Celui qui ne tourne pas son visage vers Dieu, tu considères toute sa connaissance et ses biens comme une idole. Celui qui détourne son visage de la présence de Dieu, en vérité je ne l’appelle pas un homme ; un chien vaut mieux qu’un homme sans valeur qui détourne son visage, car un chien ne trouve pas sa proie sans chercher. Un chien qui vit dans l’aisance, même s’il engraisse, n’est pas plus utile qu’un lévrier.
[p. 30]
Il ne tolérera ni hypocrisie, ni tromperie, ni mensonge, mais il s’attache à la croyance de l’homme en l’Unité et à sa sincérité. L’œil fixé sur la sagesse choisit la Vérité ; l’œil qui se préoccupe du plaisir ne voit pas la Vérité. Le mensonge est ce qui ravit l’œil ; la Vérité n’entre pas parmi les pensées terrestres. L’infidélité et la foi ont toutes deux leur origine dans ton cœur hypocrite ; le chemin est long parce que ton pied tarde ; s’il n’en était pas ainsi, la route vers Lui n’est qu’un pas : sois esclave, et tu deviendras roi avec Lui. Sache que les différents noms des couleurs sont illusoires, que ta subsistance doit être recherchée dans le fleuve de l’Absolu. Arrête de parler et viens au pavillon ; détache tes lourds liens de toi-même. Peut-être n’as-tu pas goûté à la vraie foi, n’as-tu pas vu le visage de la vérité et de la sincérité ; de sorte que tu pensais que le mystère était évident à voir, et les choses que tu as vues clairement étaient des mystères pour toi. Je ne vois en toi aucune rectitude de croyance ; s’il y en avait, je serais pour toi la véritable aurore de la religion ; je t’aurais rendu clair le chemin de la vraie foi si tu n’avais pas été un imbécile et un fou.
[p. 30]
Il faut qu’un homme soit comme Abraham, afin que, par Dieu, son ombre devienne un lieu ombragé; dans la crainte de lui et par son enseignement l’univers ose respirer; Pharaon est détruit par le puissant secours d’un Moïse que Dieu assiste.

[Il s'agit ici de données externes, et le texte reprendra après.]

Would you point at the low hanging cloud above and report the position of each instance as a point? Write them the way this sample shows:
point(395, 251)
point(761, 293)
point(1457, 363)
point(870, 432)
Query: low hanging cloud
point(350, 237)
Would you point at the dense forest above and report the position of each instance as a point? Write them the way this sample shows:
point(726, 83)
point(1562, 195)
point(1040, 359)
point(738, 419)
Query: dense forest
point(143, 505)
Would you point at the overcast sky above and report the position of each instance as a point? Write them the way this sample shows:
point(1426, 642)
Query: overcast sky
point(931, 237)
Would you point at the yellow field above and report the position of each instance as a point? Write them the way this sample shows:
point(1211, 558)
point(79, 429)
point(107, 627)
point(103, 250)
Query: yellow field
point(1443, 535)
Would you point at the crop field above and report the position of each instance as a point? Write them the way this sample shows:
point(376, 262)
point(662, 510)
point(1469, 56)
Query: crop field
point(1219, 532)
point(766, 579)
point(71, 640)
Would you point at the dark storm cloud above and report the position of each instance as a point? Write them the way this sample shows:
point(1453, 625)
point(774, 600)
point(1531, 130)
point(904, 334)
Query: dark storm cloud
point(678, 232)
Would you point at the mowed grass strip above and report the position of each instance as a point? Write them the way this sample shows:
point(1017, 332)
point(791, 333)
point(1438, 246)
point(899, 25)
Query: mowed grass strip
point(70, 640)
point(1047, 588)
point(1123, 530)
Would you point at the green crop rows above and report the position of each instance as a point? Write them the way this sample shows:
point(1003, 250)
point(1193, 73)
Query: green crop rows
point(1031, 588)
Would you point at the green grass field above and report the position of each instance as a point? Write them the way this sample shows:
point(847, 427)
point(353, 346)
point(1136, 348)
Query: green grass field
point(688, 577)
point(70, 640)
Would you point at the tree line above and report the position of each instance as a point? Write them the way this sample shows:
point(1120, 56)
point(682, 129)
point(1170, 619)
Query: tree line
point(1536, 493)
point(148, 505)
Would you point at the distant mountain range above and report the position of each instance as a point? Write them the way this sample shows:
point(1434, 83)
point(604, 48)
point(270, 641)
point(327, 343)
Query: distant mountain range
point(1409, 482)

Au voyageur vers Dieu sur le chemin de l’amour Sa joue est l’aube du matin ; (qui d’autre que Lui peut déchirer le voile le jour, [p. 31] ou suspendre le voile la nuit ?) Son esprit est arraché aux liens de la terre ; la domination spirituelle du monde lui est rendue manifeste. Il foule le Trône sous ses pieds comme un tapis ; il est un hibou, mais avec lui un sanglier phénix. Il devient le seigneur de cette demeure et de celle-ci, l’esclave fidèle de Dieu ; l’Intelligence pure révèle son visage à l’homme, et embellit son corps de sa propre lumière. La générosité de Dieu jette son ombre sur son cœur ; alors il dit : « Comme Il prolonge l’ombre » (Coran 25 : 47). Lorsque son âme sent le contact de Dieu, « Nous faisons que le soleil » lui révèle son visage (Coran 25 : 48). Les muets trouvent tous des langues lorsqu’ils reçoivent le parfum de la vie de son âme.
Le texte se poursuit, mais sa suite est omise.